When I was in London a couple of weeks ago, a group of us was sitting around in a pub on Saturday afternoon (what a cliché!) and someone mentioned that the reason that the English “loo” is so named because the toilet was commonly located in room 100 of buildings and the two (“loo” and “100”) look very much the same. (You can see that I jotted that tidbit down on my analog Palm Pilot (upper right quadrant) for later reference.) Turns out that pub chat aside, the jury is somewhat out on the etymology of “loo” (unless the OED, which I don’t have access to, says otherwise tons of people wrote in with the OED entry for loo, summarized below).

One popular theory comes from this timeline of toilets:

When people flung their potty waste out of the window, they would shout “Gardez l’eau” [gar-day low]. That’s French for “watch out for the water”. We probably get the word “loo” from this expression, although some people think it comes from “Room 100” which is what European people used to call the bathroom.

Wikipedia backs this version as well (don’t miss the list of euphemisms for toilet there, including poop-house (wtf?), dunny, and necessary).

Michael Quinion offers a few more theories. The word appears to originate no earlier than James Joyce’s usage in Ulysses in 1922 — “O yes, mon loup.
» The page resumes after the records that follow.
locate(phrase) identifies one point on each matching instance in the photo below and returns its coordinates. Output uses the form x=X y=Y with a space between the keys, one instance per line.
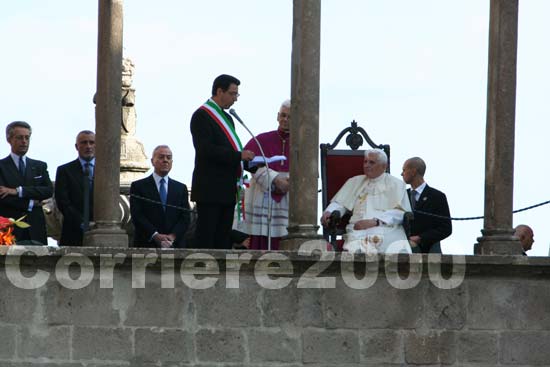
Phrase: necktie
x=162 y=192
x=21 y=166
x=86 y=206
x=413 y=199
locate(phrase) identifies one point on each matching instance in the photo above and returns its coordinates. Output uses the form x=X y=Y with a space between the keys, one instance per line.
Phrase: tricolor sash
x=216 y=113
x=219 y=117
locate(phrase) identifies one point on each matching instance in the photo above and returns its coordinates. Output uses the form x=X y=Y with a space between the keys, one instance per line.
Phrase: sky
x=412 y=73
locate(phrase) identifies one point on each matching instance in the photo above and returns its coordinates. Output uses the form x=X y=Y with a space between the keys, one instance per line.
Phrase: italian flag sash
x=217 y=115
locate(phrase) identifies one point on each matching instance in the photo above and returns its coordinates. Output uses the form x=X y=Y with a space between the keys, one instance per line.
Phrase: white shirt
x=157 y=182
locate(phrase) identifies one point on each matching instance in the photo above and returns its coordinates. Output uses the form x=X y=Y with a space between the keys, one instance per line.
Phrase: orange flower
x=5 y=222
x=6 y=237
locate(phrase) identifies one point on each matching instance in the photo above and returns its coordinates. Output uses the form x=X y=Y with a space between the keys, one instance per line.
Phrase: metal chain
x=414 y=211
x=159 y=203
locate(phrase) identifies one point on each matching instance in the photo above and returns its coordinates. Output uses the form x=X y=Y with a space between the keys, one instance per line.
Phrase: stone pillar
x=497 y=233
x=304 y=127
x=106 y=231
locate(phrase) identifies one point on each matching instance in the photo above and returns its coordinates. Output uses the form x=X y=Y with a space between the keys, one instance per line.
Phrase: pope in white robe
x=378 y=202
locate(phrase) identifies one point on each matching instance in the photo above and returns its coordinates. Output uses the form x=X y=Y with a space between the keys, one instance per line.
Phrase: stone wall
x=494 y=311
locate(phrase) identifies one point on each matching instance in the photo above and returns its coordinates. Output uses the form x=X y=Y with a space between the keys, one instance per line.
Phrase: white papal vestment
x=384 y=198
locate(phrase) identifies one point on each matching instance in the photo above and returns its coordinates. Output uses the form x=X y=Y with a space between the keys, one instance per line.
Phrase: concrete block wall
x=497 y=316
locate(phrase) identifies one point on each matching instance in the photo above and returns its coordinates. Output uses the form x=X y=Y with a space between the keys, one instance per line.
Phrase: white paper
x=260 y=160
How much cost? Waterloo. water closet.” — perhaps Joyce came up with it. Or it could be “a British mispronunciation of the French le lieu, “the place”, a euphemism.” Maybe loo is short for bordalou, “a portable commode carried by eighteenth century ladies in their muffs” (!!). Quinion also notes that “a rather more plausible [theory] has it that it comes from the French lieux d’aisances, literally ‘places of ease’ (the French term is usually plural), once also an English euphemism, which could have been picked up by British servicemen in World War One” but that there’s no real conclusive evidence to support any of these theories over the others.

Cecil Adams of Straight Dope offers many of the same theories as well as this additional one:

It’s short for “Lady Louisa,” Louisa being the unpopular wife of a 19th-century earl of Lichfield. In 1867 while the couple was visiting friends, two young wiseacres took the namecard off her bedroom door and stuck it on the door of the bathroom. The other guests thereafter began jocularly speaking of “going to Lady Louisa.” In shortened form this eventually spread to the masses.

But Adams has no definitive answer either and so the question of the etymology of loo will continue to be debated on the Internet and in pubs around the world.

Update: the OED notes Joyce’s usage as the earliest, but is also at a loss to explain things:

A. S. C. Ross’s examination of possible sources in Blackw. Mag. (1974) Oct. 309-16 is inconclusive: he favours derivation, in some manner that cannot be demonstrated, from Waterloo.